In order that the resultant path on superimposing two mutually perpendicular SHM be a circle, the conditions are that

To determine the conditions under which the resultant path of two mutually perpendicular simple harmonic motions (SHM) is a circle, we can follow these steps: ### Step-by-Step Solution: 1. **Define the SHM Equations**: Let's consider two simple harmonic motions along the x and y axes: - For the x-axis: \( x = A \sin(\omega t) \) - For the y-axis: \( y = A \cos(\omega t) \) 2. **Square and Add the Equations**: To find the resultant motion, we can square both equations and add them: \[ x^2 + y^2 = (A \sin(\omega t))^2 + (A \cos(\omega t))^2 \] 3. **Use the Pythagorean Identity**: Applying the Pythagorean identity \( \sin^2(\theta) + \cos^2(\theta) = 1 \): \[ x^2 + y^2 = A^2 (\sin^2(\omega t) + \cos^2(\omega t)) = A^2 \] 4. **Resultant Motion**: The equation \( x^2 + y^2 = A^2 \) represents a circle with radius \( A \). This shows that the resultant path is indeed a circle. 5. **Conditions for Circular Motion**: - **Same Amplitude**: The amplitudes of both SHMs must be equal, i.e., \( A_x = A_y = A \). - **Phase Difference**: The phase difference between the two SHMs must be \( 90^\circ \) or \( \frac{\pi}{2} \) radians.

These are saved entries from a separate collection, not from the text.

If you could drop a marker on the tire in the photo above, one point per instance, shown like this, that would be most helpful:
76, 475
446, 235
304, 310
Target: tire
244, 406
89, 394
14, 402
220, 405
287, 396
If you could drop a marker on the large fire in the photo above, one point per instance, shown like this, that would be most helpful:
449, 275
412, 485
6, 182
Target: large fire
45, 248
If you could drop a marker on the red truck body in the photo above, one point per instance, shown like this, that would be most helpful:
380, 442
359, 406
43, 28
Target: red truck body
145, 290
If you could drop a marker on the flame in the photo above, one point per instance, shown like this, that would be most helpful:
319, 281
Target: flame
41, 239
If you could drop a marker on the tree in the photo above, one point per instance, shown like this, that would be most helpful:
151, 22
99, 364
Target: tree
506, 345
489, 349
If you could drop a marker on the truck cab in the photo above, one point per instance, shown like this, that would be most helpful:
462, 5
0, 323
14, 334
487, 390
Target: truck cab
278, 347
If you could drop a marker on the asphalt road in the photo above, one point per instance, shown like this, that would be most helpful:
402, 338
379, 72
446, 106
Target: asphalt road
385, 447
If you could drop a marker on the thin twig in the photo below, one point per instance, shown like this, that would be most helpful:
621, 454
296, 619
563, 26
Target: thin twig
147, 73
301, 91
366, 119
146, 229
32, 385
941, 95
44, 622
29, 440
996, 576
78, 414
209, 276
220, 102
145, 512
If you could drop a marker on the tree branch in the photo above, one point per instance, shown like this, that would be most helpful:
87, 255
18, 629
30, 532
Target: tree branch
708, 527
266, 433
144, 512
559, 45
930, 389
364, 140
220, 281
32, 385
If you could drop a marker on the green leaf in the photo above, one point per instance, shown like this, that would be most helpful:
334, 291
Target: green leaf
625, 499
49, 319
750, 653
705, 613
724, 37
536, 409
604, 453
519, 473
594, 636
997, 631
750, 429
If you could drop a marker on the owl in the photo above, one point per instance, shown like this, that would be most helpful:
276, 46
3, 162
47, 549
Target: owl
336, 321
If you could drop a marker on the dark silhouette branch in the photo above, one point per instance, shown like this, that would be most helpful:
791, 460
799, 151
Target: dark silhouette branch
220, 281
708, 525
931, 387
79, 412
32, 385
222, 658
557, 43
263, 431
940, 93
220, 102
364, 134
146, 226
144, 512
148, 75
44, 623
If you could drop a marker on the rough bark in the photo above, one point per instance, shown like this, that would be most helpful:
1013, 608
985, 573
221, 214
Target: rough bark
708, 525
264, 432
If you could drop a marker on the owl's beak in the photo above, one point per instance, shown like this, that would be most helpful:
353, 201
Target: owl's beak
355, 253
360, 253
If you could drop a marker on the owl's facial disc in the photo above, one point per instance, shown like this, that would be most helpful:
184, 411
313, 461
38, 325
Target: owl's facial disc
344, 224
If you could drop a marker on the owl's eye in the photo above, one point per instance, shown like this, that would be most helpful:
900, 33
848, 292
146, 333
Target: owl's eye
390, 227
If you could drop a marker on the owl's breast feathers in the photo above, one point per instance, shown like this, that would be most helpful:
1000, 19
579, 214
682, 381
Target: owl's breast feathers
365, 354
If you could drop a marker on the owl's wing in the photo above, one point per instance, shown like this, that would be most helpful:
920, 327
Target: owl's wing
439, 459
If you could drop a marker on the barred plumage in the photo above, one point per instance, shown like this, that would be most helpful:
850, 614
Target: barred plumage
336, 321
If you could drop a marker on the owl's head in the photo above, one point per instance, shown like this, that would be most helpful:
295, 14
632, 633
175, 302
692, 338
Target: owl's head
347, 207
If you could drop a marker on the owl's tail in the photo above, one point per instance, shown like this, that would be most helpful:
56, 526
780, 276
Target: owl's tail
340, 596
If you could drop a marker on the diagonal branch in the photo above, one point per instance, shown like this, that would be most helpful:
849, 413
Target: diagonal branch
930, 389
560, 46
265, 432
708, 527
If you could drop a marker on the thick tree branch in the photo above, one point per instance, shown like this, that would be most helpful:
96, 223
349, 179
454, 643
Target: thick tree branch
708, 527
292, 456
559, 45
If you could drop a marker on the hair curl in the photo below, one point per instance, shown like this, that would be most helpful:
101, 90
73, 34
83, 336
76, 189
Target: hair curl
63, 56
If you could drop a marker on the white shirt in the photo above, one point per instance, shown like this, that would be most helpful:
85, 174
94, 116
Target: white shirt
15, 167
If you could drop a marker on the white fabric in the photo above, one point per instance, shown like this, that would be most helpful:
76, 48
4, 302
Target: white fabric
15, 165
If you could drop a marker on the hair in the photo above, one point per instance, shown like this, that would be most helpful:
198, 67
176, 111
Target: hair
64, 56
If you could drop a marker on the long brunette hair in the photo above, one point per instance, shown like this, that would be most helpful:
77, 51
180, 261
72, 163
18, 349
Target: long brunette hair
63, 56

This means if one SHM is represented by \( \sin(\omega t) \), the other must be represented by \( \cos(\omega t) \). ### Conclusion: For the resultant path of two mutually perpendicular SHMs to be a circle, the conditions are: - The amplitudes of both SHMs must be equal. - The phase difference between the two SHMs must be \( 90^\circ \) (or \( \frac{\pi}{2} \) radians).